All Products
Search
Document Center

Tair:Query slow logs

Last Updated:Feb 28, 2024

If you want to analyze the performance of your Tair instance, identify slow query commands, or pinpoint potential performance bottlenecks, you can do so by examining the slow logs. This analysis can help you uncover clues for resolving performance issues and optimizing queries. Slow logs record commands whose execution time exceeds the threshold specified by slowlog-log-slower-than. By default, this threshold is set to 20 milliseconds. You can customize this value to suit your specific needs.

Overview

Slow logs record requests that take longer than a specified threshold to execute in Tair. Slow logs are classified into slow logs of data nodes and slow logs of proxy nodes.

Slow logs of data nodes

  • The command execution duration collected in slow logs that were generated on a data node includes only the amount of time required to actually run a command on the data node. The amount of time required for the data node to communicate with a proxy node or client and the execution latency of the command in the single-threaded queue are not included.

  • Slow logs of data nodes are retained for 72 hours. The number of slow logs that can be stored is unlimited.

  • In most cases, few slow logs are generated on data nodes due to the high performance of Tair.

Parameters

Parameter

Description

slowlog-log-slower-than

The threshold of the command execution duration for slow logs of data nodes. If a command runs for a period of time that exceeds this threshold, the command is recorded in a slow log. Default value: 20000. Unit: microseconds. 20000 microseconds is equal to 20 milliseconds.

Note

In most cases, the actual latency is higher than the specified value of this parameter because this value does not include the amount of time required to transmit and process data among clients, proxy nodes, and data nodes.

slowlog-max-len

The maximum number of slow log entries that can be stored. Default value: 1024.

For more information, see Modify the values of parameters for an instance.

Slow logs of proxy nodes

  • The command execution duration collected in slow logs of proxy nodes starts from the time when a proxy node sends a request to a data node and ends at the time when the proxy node receives the response from the data node. This includes the command execution duration on the data node, the duration of data transmission over the network, and the queuing latency of the command.
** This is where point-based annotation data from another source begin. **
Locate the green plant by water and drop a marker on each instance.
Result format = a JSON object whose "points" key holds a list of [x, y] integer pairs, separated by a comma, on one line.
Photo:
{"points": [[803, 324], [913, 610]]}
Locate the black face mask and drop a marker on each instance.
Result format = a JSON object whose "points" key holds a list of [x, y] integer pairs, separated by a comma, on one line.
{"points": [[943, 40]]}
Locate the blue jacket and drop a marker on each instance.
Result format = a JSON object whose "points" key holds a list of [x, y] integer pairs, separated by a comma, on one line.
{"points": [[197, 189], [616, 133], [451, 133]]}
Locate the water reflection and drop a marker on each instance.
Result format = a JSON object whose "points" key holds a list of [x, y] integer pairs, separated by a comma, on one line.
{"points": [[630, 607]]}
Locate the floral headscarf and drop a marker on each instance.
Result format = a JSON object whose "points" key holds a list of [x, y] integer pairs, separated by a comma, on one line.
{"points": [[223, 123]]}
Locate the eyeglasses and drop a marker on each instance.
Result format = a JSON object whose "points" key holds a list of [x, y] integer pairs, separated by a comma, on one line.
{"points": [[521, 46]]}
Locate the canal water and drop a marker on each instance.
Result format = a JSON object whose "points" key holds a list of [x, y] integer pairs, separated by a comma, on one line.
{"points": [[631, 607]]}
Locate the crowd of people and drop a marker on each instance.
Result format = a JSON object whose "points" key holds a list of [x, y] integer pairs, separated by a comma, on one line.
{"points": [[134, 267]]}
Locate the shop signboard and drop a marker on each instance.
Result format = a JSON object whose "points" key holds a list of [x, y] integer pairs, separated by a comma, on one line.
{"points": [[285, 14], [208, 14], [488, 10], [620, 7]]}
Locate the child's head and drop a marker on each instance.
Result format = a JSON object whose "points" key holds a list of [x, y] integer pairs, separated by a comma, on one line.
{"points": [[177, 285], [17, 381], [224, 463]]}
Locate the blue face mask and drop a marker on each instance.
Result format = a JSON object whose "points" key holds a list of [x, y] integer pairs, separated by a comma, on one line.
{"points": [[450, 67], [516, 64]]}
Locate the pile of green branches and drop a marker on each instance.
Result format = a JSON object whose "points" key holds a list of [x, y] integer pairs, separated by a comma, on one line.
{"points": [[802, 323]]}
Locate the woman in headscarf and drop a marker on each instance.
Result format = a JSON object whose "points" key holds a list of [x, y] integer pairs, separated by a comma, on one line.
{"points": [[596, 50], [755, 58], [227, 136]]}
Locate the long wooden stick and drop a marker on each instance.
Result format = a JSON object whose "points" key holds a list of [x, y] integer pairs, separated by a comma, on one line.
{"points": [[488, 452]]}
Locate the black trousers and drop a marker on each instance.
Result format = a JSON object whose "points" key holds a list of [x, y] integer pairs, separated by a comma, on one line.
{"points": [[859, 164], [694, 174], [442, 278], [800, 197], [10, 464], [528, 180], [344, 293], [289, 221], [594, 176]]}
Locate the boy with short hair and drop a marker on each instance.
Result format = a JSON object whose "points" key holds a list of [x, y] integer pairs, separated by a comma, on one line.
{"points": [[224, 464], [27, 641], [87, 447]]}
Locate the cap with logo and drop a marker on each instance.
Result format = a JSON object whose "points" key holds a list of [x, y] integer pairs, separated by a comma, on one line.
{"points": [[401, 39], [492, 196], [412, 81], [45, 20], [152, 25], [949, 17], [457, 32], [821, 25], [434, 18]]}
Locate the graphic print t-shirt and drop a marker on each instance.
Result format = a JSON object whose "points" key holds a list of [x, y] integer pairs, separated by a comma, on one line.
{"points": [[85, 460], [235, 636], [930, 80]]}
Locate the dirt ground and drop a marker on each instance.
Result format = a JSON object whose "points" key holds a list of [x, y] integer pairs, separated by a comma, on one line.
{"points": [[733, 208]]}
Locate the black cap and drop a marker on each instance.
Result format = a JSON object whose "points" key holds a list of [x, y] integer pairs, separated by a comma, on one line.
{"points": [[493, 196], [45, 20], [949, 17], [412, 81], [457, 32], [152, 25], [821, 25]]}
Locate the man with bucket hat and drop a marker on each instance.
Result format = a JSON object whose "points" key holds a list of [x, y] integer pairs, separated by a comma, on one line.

  • Slow logs of proxy nodes are retained for 72 hours. The number of slow logs that can be stored is unlimited.

  • In most cases, the latency value recorded in a slow log of proxy nodes is closer to the actual latency of the application. Therefore, we recommend that you check this slow log type when you troubleshoot timeout issues of Tair.

Note

Standard instances of Tair do not involve slow logs of proxy nodes.

Parameters

Parameter

Description

rt_threshold_ms

The threshold of the command execution duration for slow logs of proxy nodes. Default value: 500. Unit: milliseconds. We recommend that you set the threshold to a value close to the client timeout period, which is anywhere from 200 milliseconds to 500 milliseconds.

For more information, see Modify the values of parameters for an instance.

Procedure

  1. Log on to the Tair console and go to the Instances page. In the top navigation bar, select the region in which the instance that you want to manage resides. Then, find the instance and click the instance ID.

  2. In the left-side navigation pane, choose Logs > Slow Logs.

  3. On the Slow Logs page, filter slow logs by time range or keyword. For cluster and read/write splitting instances, you can also filter slow logs by node type and node ID.

    Note

    By default, the Host Address parameter for cluster and read/write splitting instances displays the IP addresses of proxy nodes. To obtain the IP address of a specific client, set the ptod_enabled parameter to 1 in the System Parameters section. For more information, see Modify the values of parameters for an instance.

Irrelevant slow SQL statements

Note

Specific slow SQL statements are not related to the actual execution rate of your requests but related to the engine logic of an instance. You can ignore the following slow SQL statements.

Slow SQL statement

Description

latency:eventloop

Tair uses a event-driven model during runtime. An event loop consists of reading, parsing, and running commands and returning outputs. The execution duration of a latency:eventloop statement indicates the overall amount of time taken for an event loop.

latency:pipeline

Tair allows the client to work in pipeline mode. In this mode, the client sends commands and receives outputs in batches. After all commands are executed, outputs begin to be returned. If your Tair instance uses the cluster architecture, proxy nodes use the pipeline mode to send requests in batches to the backend of Tair. The execution duration of a latency:pipeline statement indicates the amount of time consumed by a batch of client requests in pipeline mode.

latency:fork

The execution duration of a latency:fork statement indicates the amount of time required to fork a child process. The larger the amount of data, the longer the time required.

Related API operations

API operation

Description

DescribeSlowLogRecords

Queries the slow logs of a Tair instance that were generated within a specified period of time.